Laura Carlin stole the Sunday at Offset with a headline saying “Window cleaner killed by giant pencil". We can't exactly remember the relevance of this slide, but have kept our pencils at a distance this morning (just in case). Carlin broke the stereotype that “illustrating childrens books is easy." Children are the harshest critics due to their honesty. Their imaginations mean they are more creative than the majority of designers and illustrators - a tough crowd to please.
You can't talk about OFFSET without mentioning OFFSITE, the fringe festival, which took place in the Fumbally Exchange in the week leading up to OFFSET. This year our client Beck's Be Kreativ took title sponsorship of the accessible events that informed, inspired and excited.
With a special focus on emerging creatives, the aim was to provide a platform to both showcase their talents and also to learn from the best through a series of masterclasses from creative heavyweights including Steve Simpson, Annie Atkins and Dan Perri.
Additional workshops also offered something for everyone in an informal setting and included topics such as; Creative Speed Dating, a sketch crawl tour of the city as well as Creative Coding and Service Design classes hosted by IBM. Wisdom was shared and fun was had alongside a few cold ones.
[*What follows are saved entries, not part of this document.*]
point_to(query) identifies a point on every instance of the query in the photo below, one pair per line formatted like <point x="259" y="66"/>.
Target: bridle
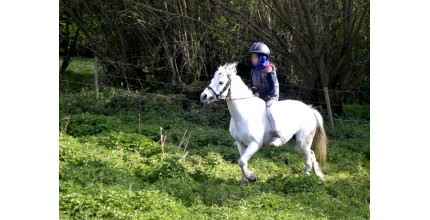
<point x="227" y="86"/>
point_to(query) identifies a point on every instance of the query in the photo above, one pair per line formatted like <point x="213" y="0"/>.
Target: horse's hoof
<point x="252" y="177"/>
<point x="275" y="143"/>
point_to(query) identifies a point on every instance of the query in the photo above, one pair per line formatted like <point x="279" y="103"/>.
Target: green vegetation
<point x="112" y="166"/>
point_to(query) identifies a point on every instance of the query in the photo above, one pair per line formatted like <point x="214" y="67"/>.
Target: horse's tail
<point x="321" y="144"/>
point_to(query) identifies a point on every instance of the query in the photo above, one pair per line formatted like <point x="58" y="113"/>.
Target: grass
<point x="111" y="166"/>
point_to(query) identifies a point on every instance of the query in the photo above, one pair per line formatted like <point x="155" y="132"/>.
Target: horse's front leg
<point x="247" y="175"/>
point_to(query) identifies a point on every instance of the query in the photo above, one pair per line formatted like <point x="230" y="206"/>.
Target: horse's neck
<point x="238" y="88"/>
<point x="238" y="106"/>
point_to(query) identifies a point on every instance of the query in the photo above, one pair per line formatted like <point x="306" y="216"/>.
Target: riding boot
<point x="276" y="133"/>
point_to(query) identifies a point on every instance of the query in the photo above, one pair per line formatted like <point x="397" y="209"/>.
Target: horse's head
<point x="219" y="88"/>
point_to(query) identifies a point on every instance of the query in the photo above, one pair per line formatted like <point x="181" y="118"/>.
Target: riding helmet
<point x="259" y="47"/>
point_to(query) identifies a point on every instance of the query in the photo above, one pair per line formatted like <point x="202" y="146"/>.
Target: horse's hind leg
<point x="316" y="166"/>
<point x="309" y="157"/>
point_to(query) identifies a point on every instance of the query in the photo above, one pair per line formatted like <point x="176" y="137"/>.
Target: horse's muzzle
<point x="203" y="97"/>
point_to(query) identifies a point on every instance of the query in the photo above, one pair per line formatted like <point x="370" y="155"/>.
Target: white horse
<point x="249" y="124"/>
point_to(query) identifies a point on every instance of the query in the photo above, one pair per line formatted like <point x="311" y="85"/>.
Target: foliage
<point x="314" y="44"/>
<point x="113" y="167"/>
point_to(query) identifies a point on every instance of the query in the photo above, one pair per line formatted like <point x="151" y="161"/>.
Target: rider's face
<point x="254" y="59"/>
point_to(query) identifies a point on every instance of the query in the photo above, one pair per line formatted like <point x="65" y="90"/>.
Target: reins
<point x="228" y="97"/>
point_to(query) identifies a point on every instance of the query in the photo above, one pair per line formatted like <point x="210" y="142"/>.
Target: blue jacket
<point x="266" y="82"/>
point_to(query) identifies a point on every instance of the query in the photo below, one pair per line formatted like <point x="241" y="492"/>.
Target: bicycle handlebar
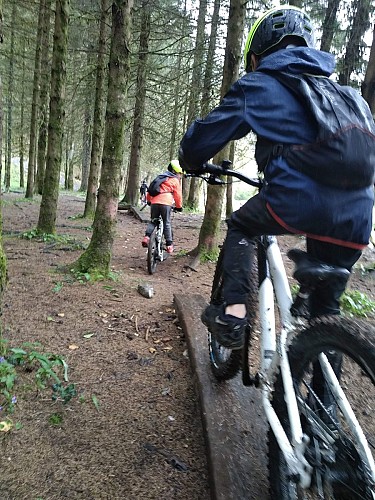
<point x="215" y="171"/>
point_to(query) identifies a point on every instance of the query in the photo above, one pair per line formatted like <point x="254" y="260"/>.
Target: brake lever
<point x="215" y="181"/>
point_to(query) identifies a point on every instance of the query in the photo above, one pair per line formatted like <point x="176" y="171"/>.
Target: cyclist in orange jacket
<point x="161" y="204"/>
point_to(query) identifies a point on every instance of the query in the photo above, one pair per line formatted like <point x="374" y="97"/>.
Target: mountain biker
<point x="161" y="204"/>
<point x="143" y="190"/>
<point x="336" y="222"/>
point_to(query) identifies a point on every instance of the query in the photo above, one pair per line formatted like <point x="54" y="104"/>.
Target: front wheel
<point x="152" y="253"/>
<point x="343" y="464"/>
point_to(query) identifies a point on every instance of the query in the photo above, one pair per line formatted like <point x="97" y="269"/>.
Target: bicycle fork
<point x="273" y="353"/>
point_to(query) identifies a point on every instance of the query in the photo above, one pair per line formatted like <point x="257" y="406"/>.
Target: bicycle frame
<point x="273" y="282"/>
<point x="159" y="237"/>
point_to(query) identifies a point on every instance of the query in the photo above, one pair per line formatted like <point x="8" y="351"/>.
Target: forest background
<point x="97" y="94"/>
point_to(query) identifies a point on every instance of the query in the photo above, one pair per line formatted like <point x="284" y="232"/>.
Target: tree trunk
<point x="96" y="259"/>
<point x="207" y="81"/>
<point x="86" y="145"/>
<point x="329" y="25"/>
<point x="34" y="105"/>
<point x="368" y="85"/>
<point x="229" y="199"/>
<point x="133" y="182"/>
<point x="22" y="119"/>
<point x="196" y="91"/>
<point x="177" y="87"/>
<point x="43" y="99"/>
<point x="359" y="27"/>
<point x="10" y="99"/>
<point x="48" y="206"/>
<point x="212" y="218"/>
<point x="99" y="111"/>
<point x="3" y="262"/>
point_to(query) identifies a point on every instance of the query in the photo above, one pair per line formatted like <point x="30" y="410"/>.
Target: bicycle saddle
<point x="310" y="271"/>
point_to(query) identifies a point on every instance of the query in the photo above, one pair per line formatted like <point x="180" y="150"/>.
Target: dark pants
<point x="253" y="219"/>
<point x="165" y="211"/>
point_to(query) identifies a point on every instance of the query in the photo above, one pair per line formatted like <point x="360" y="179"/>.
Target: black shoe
<point x="228" y="330"/>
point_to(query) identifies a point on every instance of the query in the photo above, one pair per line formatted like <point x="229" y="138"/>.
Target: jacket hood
<point x="299" y="60"/>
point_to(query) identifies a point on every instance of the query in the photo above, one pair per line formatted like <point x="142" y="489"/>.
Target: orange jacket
<point x="170" y="193"/>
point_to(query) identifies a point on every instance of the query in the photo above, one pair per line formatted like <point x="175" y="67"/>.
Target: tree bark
<point x="190" y="191"/>
<point x="329" y="25"/>
<point x="133" y="182"/>
<point x="359" y="27"/>
<point x="43" y="99"/>
<point x="3" y="261"/>
<point x="34" y="106"/>
<point x="99" y="111"/>
<point x="48" y="206"/>
<point x="22" y="120"/>
<point x="96" y="259"/>
<point x="368" y="85"/>
<point x="10" y="99"/>
<point x="208" y="236"/>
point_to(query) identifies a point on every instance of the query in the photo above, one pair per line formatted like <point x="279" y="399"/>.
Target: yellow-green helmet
<point x="174" y="167"/>
<point x="273" y="26"/>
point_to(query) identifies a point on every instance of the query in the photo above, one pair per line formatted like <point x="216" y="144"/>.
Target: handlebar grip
<point x="210" y="168"/>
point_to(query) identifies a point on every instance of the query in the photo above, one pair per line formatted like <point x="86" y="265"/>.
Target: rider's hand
<point x="187" y="167"/>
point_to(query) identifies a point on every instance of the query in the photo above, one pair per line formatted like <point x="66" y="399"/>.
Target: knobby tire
<point x="343" y="476"/>
<point x="152" y="253"/>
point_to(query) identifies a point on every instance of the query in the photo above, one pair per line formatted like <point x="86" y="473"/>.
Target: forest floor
<point x="133" y="430"/>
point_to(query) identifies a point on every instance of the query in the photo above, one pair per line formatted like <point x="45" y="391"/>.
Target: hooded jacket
<point x="260" y="103"/>
<point x="170" y="192"/>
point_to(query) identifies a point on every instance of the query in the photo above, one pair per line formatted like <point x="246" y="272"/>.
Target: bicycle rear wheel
<point x="152" y="253"/>
<point x="341" y="469"/>
<point x="226" y="363"/>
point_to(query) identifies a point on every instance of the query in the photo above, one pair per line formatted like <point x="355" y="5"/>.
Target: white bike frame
<point x="275" y="288"/>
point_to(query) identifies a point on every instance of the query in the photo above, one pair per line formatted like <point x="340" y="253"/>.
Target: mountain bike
<point x="156" y="245"/>
<point x="320" y="446"/>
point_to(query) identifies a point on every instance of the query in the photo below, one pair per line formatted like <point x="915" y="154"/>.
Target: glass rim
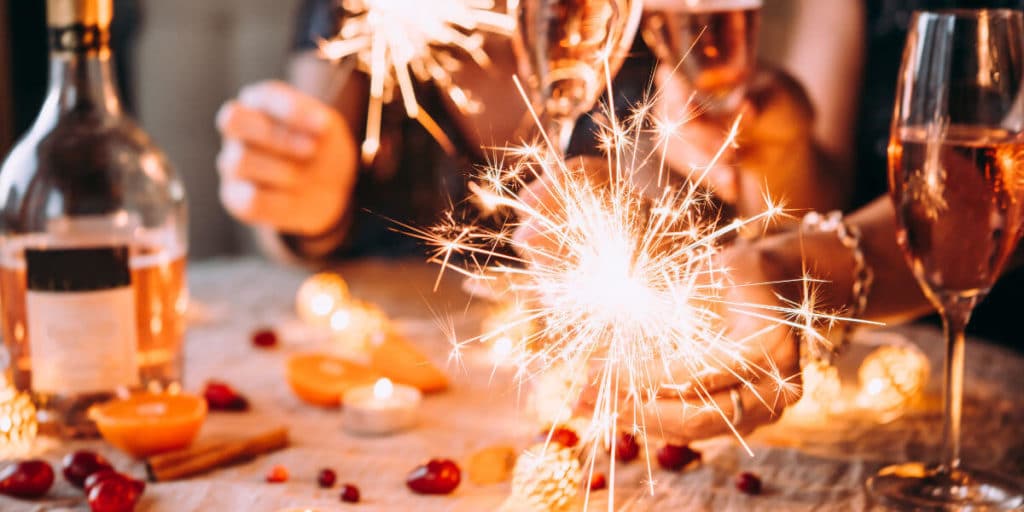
<point x="966" y="12"/>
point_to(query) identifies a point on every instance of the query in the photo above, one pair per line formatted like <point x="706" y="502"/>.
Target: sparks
<point x="624" y="283"/>
<point x="396" y="41"/>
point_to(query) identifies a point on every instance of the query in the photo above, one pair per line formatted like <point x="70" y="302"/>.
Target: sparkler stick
<point x="632" y="293"/>
<point x="398" y="41"/>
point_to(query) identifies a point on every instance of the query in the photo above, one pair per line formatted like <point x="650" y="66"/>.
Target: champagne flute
<point x="563" y="47"/>
<point x="955" y="162"/>
<point x="714" y="44"/>
<point x="713" y="41"/>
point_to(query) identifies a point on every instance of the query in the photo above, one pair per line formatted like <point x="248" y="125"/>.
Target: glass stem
<point x="559" y="131"/>
<point x="956" y="310"/>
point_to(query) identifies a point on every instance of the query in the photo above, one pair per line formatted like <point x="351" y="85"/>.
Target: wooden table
<point x="804" y="467"/>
Throughout the weekend, some of the social media attendees panicked with the lack of coverage inside the theatre, while the rest of us embraced the excuse to mix, mingle and learn. Leaving Bord Gais on Sunday evening, we took home more than just a tote bag of goodies, we also brought home a notebook of inspiration, learnings and sore sides from all the laughing. Offset 2017 did not disappoint, and we're already excited for Offset 2018.